Names
- Full name: Circular Head Football Club
- Former name(s): Smithton Football Club
- Nickname(s): Saints
- Former nickname(s): Giants

2023 season
- After finals: 7th
- Home-and-away season: 7th
- Leading goalkicker: Cameron Johns (11)

Club details
- Founded: 1919; 106 years ago
- Competition: NTFL/NWFL (1987-present)
- Premierships: Circular Head FA (18) 1925; 1929; 1949; 1952; 1954; 1955; 1956; 1968; 1959; 1960; 1962; 1963; 1964; 1966; 1967; 1968; 1971; 1978; NWFU (1) 1983; NWFL (1) 1991;
- Ground(s): Smithton Football Ground

Uniforms
| Home | Away |

= Circular Head Football Club =

Australian rules football team

Circular Head Football Club is an Australian rules football team that plays in the North West Football League, as the Circular Head Saints, based in the town of Smithton. Known throughout most of its history as the Smithton Saints, the club competed in the North West Football Union in two different stints, from 1949 to 1951 and then 1980 to 1986, then in the NWFL since 1987. It adopted the colours and nickname of , becoming the Circular Head Giants from 2015 to 2019. In February 2019, the club went into recess due to a lack of player numbers, and folded in October of that year. It then reformed, and rejoined the NWFL from 2022, now adopting the name Circular Head Saints.

==History==
===Leagues===
The club has participated in several Australian leagues, such as:
- CHFA (1919–49, 1952–79)
- NWFU (1950–51, 1980–86)
- NTFL/NWFL (1987–2019, 2022–)

===Identity===
The Smithton Football Club participated in the C.H.F.A. competition as the 'Magpies', wearing a jumper similar to that of the Collingwood Football Club. The Smithton Saints colours (red, white and black) and jumper design (similar to that of the St Kilda Football Club and almost identical to the jumper worn by the Forest-Stanley Under-17s prior to the two senior clubs, Forest and Stanley, merging) were instituted when for the very first time, a team from Circular Head was admitted to the N.W.F.U. in 1980. Three teams from Circular Head, Smithton (1949), Stanley (1950) and Forest (1951) participated in the N.W.F.U. finals from 1949 to 1951. The finals system in place in the N.W.F.U. over these three seasons involved the top 5 from the N.W.F.U. plus the C.H.F.A. Premiers for that season.
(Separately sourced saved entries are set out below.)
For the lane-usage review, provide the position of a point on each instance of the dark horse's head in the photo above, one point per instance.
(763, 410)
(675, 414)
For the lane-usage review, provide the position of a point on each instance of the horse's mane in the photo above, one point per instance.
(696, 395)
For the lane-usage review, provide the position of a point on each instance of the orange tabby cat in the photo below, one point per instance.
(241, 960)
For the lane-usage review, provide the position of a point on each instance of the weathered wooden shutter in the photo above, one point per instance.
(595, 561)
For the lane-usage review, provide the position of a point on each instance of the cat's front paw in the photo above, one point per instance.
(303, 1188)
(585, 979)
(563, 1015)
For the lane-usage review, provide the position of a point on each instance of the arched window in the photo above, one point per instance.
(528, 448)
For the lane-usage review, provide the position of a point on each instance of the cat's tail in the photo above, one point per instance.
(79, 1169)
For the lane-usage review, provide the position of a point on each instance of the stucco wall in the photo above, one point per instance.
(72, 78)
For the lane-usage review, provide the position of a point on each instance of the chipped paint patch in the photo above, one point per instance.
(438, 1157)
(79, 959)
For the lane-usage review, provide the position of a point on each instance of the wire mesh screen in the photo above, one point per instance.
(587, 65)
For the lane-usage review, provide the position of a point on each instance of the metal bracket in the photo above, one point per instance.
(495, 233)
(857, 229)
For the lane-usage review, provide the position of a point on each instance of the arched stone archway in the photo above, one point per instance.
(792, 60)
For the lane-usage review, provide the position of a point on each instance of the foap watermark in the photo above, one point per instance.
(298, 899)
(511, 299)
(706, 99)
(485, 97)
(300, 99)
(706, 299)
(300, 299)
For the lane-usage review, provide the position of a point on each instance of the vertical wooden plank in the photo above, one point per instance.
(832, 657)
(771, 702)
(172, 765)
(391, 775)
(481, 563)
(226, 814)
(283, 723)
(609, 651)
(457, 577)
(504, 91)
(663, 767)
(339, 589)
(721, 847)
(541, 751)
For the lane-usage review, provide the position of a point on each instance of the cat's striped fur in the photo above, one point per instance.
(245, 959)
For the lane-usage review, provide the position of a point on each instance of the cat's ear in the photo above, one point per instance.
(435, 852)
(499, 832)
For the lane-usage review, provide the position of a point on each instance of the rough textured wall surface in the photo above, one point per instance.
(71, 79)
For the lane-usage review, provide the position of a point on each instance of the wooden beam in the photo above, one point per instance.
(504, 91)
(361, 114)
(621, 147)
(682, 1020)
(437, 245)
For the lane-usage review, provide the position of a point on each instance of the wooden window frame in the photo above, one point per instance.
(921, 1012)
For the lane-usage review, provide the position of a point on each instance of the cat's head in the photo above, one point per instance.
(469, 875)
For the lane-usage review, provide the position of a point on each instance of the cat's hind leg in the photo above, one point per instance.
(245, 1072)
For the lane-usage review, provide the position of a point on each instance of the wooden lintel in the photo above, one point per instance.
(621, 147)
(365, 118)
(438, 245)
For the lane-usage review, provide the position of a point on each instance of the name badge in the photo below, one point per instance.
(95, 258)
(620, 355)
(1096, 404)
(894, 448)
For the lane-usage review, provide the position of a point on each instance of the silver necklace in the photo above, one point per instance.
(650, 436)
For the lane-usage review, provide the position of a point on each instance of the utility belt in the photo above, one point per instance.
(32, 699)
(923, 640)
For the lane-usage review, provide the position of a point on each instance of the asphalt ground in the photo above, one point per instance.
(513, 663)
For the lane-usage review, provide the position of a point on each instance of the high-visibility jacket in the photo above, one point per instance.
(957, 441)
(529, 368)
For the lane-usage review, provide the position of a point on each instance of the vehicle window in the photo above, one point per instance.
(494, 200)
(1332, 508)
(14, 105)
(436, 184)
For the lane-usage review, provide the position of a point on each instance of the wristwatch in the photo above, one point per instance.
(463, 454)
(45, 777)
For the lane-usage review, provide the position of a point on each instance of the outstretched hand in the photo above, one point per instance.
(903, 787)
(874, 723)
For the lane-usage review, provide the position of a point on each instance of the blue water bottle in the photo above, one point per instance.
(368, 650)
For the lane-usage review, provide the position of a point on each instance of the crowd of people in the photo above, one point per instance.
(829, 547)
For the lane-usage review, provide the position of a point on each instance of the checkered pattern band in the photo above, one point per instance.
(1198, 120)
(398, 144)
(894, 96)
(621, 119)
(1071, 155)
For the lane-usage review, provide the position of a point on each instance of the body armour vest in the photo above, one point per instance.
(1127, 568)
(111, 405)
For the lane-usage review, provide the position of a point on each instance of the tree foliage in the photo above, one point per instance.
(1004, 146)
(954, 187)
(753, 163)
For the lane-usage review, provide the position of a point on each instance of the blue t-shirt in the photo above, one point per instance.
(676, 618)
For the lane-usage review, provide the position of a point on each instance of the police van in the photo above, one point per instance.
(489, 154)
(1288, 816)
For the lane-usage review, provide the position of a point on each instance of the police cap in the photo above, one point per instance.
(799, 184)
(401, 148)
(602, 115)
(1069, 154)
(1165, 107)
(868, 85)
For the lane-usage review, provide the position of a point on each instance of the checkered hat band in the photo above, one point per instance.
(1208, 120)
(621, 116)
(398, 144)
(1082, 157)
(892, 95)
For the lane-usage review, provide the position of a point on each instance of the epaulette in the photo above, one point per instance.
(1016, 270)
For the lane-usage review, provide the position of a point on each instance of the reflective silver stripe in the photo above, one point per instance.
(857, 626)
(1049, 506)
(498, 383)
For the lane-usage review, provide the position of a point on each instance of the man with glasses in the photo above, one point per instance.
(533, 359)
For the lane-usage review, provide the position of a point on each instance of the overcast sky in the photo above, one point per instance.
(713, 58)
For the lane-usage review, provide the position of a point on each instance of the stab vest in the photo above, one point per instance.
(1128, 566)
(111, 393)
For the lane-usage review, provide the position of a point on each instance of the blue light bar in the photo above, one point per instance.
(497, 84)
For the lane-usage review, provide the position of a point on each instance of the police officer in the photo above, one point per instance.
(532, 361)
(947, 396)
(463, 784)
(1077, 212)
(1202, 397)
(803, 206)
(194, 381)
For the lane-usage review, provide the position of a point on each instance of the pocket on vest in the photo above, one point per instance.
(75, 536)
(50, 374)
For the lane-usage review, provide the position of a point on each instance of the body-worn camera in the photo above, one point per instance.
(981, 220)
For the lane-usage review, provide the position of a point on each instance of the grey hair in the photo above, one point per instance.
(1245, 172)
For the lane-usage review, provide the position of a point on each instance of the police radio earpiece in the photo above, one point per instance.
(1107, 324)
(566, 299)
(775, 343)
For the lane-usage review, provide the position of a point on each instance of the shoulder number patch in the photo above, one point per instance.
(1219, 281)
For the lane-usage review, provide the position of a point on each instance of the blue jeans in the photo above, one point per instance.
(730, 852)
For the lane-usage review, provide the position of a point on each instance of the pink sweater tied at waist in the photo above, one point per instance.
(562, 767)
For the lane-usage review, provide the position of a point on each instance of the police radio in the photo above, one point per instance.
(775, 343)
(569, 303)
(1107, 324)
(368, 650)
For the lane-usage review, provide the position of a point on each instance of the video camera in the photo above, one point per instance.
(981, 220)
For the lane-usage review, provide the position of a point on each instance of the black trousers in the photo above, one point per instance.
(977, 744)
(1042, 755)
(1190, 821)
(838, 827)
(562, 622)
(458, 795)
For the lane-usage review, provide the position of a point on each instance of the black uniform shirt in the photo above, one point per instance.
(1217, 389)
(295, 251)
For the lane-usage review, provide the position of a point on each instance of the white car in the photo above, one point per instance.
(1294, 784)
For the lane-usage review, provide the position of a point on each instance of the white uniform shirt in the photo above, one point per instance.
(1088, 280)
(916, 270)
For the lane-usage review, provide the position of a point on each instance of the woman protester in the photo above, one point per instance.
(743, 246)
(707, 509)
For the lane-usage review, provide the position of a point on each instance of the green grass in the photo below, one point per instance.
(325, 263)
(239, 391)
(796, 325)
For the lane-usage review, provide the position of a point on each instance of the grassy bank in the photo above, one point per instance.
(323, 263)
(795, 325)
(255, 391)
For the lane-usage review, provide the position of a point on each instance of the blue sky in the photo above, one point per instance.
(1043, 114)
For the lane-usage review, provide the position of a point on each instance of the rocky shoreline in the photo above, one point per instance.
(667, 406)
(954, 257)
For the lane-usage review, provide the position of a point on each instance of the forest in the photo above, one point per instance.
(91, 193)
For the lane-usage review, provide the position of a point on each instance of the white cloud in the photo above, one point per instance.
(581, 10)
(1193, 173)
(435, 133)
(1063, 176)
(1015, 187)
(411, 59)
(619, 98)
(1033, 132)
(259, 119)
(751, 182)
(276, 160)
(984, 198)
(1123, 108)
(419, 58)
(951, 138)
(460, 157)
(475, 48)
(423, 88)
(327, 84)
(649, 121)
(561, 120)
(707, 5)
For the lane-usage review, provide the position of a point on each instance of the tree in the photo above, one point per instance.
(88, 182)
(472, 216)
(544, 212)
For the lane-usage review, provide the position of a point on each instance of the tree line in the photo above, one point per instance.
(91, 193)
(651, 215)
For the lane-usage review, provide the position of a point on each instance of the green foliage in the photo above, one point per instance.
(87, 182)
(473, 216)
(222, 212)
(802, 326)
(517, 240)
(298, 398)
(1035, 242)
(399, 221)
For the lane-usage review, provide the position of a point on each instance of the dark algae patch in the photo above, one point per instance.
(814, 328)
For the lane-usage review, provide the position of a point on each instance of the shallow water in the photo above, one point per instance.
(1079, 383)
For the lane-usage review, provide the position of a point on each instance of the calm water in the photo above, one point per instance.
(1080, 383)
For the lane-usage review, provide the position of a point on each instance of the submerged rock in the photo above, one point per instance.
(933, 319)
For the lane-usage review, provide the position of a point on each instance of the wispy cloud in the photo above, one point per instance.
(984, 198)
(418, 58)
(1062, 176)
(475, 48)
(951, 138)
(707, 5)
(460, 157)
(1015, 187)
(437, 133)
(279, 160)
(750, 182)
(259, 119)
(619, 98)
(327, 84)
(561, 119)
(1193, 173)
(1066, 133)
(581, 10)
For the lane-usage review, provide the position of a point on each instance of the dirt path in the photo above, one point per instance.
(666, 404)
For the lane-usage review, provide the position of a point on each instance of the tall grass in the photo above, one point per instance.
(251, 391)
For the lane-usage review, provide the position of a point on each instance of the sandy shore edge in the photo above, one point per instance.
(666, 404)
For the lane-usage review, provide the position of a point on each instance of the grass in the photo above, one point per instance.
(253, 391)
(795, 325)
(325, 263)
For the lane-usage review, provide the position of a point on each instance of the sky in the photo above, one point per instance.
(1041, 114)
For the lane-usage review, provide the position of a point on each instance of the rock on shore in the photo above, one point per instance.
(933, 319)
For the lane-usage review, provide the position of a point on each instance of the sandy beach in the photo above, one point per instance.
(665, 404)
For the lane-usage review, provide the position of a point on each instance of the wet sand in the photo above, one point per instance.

In North Western Tasmanian football in seasons 1947 and 1948, the C.H.F.A. Premiers (Stanley on each occasion) participated in a three-way tussle for the N.W. Coast Premiership with the respective winners of the N.W.F.U.'s Eastern and Western Divisions.

In 2016, the club was rebranded, still known formally as the Smithton Football Club, but changing its playing and trading name from the Smithton Saints to the Circular Head Giants. The Smithton board had many years of discussions to change the identity, in an attempt to return the club to being a power in the North-West. NWFL president Andrew Richardson said, "You hear that Smithton doesn't represent Circular Head – well, this gives everybody the opportunity to jump on board the club." The club adopted the charcoal, orange and white guernsey of the AFL's Greater Western Sydney Giants, replacing the club's traditional red, white and black guernsey.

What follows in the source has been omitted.